Federal judge says lawyer and client must pay $19K for filing baseless civil rights suit
The plaintiff’s lawyer should have known that the purported facts on which a civil rights suit against the New York City police department was predicated weren’t true, a Manhattan federal judge says.
So both attorney and client are on the hook for over $19,000 in sanctions, to help offset the city’s expenses for defending the baseless litigation.
In order to credit the suit’s claims that plaintiff Patricio Jimenez was falsely arrested for domestic abuse in December 2012, “this court would need to accept that the ambulance driver, the emergency room staff, the volunteer domestic violence advocate, and no fewer than three police offices all acted in concert, and without any apparent motive, to fabricate several official documents each telling essentially the same story,” U.S. District Judge Shira Scheindlin held last week. Justia provides a copy of the written opinion.

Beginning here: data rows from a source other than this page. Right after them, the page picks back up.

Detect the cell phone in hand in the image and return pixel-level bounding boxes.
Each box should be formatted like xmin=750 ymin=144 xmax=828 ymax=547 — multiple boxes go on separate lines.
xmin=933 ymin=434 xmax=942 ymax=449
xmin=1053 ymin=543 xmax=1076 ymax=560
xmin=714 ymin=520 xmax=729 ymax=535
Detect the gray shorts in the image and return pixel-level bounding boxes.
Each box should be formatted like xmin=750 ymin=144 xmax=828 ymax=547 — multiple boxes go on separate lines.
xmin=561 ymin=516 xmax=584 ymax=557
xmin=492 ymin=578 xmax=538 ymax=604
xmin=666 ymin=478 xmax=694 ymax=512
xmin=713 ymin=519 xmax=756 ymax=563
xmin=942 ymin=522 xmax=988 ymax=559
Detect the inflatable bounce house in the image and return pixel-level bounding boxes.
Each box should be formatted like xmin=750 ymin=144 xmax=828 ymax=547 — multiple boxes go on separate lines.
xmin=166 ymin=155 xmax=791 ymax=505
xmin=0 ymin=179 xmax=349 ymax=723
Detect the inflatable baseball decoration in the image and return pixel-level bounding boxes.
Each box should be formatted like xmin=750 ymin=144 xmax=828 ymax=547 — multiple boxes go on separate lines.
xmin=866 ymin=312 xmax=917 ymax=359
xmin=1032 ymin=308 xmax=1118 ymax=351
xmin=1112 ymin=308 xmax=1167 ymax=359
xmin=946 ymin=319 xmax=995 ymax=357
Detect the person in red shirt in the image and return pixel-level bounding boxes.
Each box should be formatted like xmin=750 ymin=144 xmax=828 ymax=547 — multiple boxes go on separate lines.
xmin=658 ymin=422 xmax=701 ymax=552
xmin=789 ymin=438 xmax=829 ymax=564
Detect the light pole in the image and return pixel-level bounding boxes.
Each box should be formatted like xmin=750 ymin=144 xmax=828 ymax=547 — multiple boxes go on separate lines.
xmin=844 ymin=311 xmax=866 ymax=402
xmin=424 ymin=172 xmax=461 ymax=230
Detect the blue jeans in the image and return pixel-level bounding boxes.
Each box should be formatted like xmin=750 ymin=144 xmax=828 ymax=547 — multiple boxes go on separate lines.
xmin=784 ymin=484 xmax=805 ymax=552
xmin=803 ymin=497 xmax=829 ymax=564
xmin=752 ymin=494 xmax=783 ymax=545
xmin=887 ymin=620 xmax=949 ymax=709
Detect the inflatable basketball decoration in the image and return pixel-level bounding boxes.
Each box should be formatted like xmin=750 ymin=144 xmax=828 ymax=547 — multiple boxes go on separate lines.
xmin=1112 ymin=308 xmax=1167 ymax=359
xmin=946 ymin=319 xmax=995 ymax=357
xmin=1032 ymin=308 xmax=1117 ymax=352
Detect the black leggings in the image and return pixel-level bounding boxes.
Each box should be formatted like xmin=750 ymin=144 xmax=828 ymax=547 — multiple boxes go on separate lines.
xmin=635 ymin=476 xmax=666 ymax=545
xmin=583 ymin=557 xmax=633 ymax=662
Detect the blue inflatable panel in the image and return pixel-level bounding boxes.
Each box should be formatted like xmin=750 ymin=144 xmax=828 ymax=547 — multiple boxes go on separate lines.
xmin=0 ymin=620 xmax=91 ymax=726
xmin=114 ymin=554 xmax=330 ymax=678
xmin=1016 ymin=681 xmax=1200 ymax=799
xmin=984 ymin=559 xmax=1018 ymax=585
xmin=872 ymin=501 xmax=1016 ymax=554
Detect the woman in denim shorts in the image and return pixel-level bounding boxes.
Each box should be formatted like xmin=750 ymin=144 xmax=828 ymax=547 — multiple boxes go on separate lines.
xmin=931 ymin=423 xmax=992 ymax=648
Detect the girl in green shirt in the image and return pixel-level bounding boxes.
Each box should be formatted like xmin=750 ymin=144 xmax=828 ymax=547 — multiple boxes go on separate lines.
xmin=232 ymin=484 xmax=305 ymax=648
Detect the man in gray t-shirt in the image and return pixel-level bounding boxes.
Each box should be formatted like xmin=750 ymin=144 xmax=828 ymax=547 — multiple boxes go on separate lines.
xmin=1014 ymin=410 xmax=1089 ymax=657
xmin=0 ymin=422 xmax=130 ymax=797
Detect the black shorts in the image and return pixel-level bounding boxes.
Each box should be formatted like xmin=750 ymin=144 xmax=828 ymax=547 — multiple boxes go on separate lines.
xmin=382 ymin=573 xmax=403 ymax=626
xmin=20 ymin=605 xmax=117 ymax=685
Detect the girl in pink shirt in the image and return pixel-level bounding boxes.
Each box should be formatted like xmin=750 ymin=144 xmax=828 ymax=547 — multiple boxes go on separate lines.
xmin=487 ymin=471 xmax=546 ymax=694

Scheindlin called the idea of such a “motiveless” conspiracy to fabricate a criminal assault case against Patricio Jimenez “too fantastic to be credible” and said the plaintiff’s wife, Maribel Mosso-Gonzalez Jimenez, “very likely … committed perjury” in signing an affidavit drafted by her husband’s attorney, Gregory Mouton, that denied the domestic abuse.
Courthouse News, the New York Daily News and the New York Law Journal (sub. req.) have stories.

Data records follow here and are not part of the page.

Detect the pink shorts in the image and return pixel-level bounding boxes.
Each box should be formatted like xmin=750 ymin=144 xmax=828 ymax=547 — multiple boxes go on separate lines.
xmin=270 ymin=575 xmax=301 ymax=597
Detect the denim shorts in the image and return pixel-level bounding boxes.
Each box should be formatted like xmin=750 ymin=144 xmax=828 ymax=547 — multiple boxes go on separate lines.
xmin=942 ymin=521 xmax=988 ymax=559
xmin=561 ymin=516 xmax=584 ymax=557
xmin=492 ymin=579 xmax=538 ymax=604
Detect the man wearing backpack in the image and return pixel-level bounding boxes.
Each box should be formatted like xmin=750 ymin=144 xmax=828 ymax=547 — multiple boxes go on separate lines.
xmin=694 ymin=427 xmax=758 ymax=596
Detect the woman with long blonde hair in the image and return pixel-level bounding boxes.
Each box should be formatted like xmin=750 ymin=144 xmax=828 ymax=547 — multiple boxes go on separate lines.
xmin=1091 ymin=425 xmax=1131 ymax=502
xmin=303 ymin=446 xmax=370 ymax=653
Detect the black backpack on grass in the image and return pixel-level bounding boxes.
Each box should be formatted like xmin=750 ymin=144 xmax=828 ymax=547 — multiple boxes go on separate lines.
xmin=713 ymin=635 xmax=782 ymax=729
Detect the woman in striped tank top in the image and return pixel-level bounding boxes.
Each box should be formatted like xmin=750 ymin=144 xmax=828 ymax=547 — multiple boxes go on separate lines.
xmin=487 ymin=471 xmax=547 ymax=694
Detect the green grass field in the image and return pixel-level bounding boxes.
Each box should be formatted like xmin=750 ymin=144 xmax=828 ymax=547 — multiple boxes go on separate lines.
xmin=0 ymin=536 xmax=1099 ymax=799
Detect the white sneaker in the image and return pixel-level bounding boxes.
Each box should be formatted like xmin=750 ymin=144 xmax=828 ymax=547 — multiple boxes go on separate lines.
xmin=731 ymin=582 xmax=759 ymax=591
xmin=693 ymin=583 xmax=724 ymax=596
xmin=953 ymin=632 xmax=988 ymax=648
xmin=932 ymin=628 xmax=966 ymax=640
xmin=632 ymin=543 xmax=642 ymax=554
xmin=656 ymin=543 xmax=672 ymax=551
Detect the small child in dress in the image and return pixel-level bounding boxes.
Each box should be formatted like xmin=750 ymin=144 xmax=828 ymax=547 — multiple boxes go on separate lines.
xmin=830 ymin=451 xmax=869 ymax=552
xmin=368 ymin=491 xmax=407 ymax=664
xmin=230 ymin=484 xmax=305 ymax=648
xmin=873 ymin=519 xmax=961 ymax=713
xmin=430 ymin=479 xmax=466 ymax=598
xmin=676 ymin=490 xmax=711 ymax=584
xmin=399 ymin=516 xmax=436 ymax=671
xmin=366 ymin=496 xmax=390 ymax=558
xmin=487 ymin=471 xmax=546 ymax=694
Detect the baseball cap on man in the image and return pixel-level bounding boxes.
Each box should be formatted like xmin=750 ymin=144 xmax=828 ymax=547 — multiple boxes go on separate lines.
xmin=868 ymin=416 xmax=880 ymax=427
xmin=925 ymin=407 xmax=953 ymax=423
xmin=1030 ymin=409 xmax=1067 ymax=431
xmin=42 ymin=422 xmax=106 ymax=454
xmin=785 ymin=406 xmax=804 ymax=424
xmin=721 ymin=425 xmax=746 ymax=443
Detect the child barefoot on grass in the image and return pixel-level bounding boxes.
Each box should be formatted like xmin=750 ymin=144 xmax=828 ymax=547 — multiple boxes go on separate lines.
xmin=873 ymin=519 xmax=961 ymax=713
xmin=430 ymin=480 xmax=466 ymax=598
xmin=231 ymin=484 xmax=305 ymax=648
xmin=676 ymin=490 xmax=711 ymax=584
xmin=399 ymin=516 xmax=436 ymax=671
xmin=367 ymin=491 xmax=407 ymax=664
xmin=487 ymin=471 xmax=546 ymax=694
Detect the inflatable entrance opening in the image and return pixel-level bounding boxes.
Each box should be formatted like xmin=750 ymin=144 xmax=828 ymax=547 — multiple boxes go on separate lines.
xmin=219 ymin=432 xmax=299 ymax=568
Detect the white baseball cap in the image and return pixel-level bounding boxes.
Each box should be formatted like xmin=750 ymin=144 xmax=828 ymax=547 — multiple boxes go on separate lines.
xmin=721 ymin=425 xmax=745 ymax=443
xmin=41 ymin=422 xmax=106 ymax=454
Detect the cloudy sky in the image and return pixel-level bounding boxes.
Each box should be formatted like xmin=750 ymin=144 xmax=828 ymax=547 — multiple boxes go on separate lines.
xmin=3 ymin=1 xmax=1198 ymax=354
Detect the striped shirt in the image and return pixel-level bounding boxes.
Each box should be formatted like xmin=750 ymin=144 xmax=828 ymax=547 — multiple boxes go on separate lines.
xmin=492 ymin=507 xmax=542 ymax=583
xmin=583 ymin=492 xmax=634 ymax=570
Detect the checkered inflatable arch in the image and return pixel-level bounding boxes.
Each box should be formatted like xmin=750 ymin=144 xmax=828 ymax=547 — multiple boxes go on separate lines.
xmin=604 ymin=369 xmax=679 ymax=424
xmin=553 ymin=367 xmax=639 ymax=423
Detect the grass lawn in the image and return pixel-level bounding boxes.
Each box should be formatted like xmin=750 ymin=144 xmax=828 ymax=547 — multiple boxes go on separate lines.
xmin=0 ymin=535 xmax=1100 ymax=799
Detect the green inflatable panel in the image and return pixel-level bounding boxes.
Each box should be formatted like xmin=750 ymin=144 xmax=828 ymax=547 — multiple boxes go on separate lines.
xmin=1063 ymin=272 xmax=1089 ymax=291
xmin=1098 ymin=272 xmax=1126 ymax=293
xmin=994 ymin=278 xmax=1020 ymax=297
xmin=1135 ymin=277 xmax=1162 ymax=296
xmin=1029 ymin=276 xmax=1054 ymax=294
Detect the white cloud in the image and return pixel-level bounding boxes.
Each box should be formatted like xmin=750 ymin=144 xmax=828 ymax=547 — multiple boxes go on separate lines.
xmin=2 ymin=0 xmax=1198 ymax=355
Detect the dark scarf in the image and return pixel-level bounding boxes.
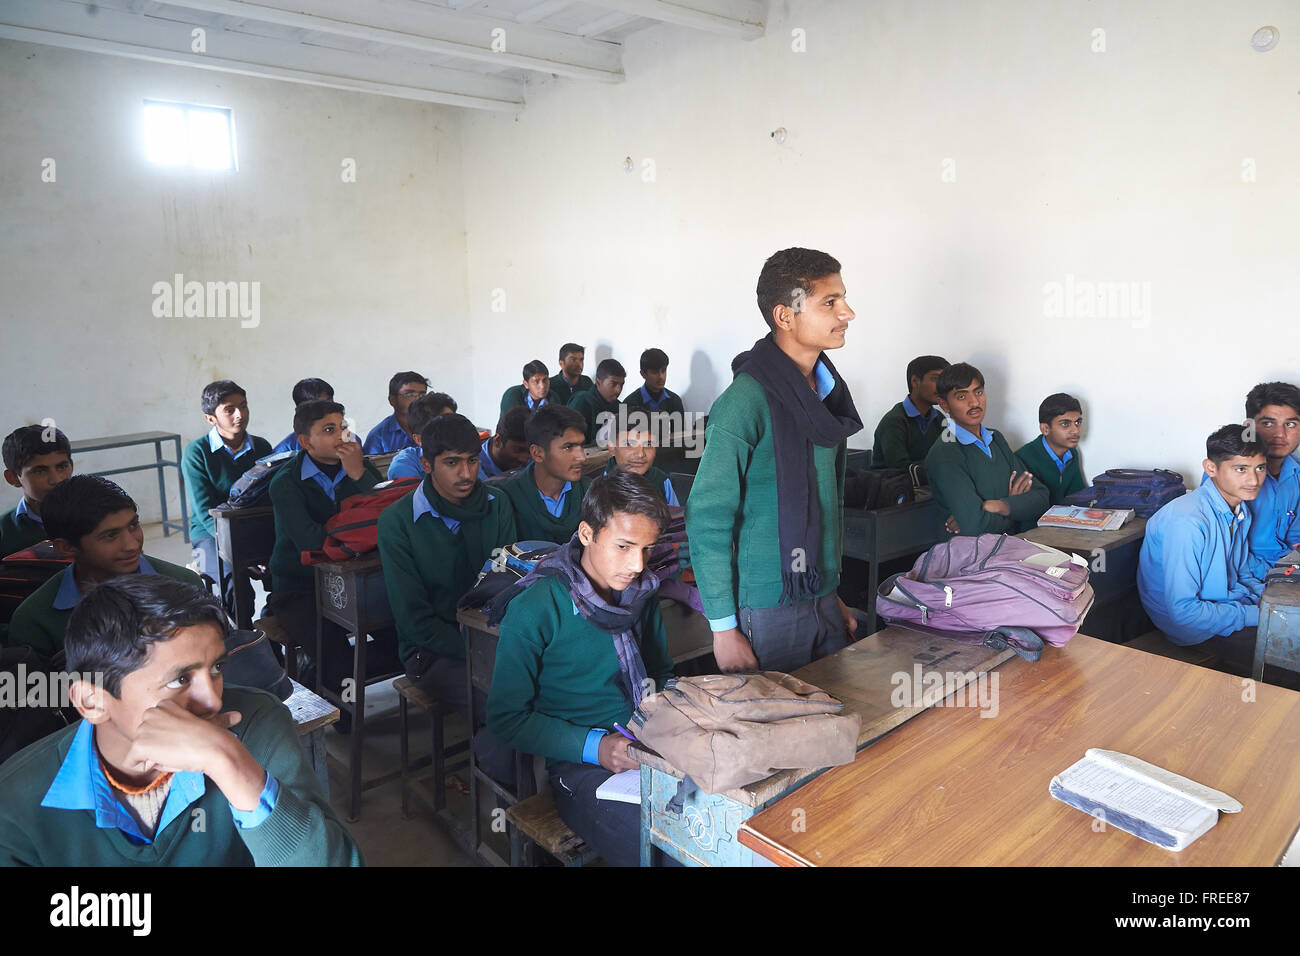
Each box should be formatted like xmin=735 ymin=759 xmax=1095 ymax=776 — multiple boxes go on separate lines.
xmin=736 ymin=333 xmax=862 ymax=603
xmin=489 ymin=533 xmax=661 ymax=709
xmin=423 ymin=476 xmax=495 ymax=576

Scheindlin said Mouton may not have known that the affidavit by his client’s wife was false but nonetheless engaged in conduct warranting sanctions: “Assuming—without determining—that plaintiff’s counsel did not have actual knowledge that Mrs. Jimenez’s affidavit was false, this willful blindness to the obvious and fatal flaws in Mrs. Jimenez’s story rises to the level of egregious behavior requiring a finding of bad faith in submitting the affidavit to this court,” the judge wrote.
A previous criminal case against Patricio Jimenez went nowhere after his wife recanted her story and said no domestic assault occurred. Scheindlin granted a summary judgment motion and dismissed his civil case against the city earlier this year.
The city initially had sought $100,000 in reimbursement of its legal expenses but Scheindlin awarded less because Patricio Jimenez, who works as a cook, couldn’t afford to pay that much, the Daily News reports.
“We are hopeful that the court’s decision granting our motion for monetary sanctions against the plaintiff and his attorney will discourage the filing of frivolous lawsuits based on false or inadequately investigated allegations,” said senior counsel Tobias Zimmerman of the city’s law department in a written statement.
The newspaper says it couldn’t reach Mouton and the Jimenez family for comment.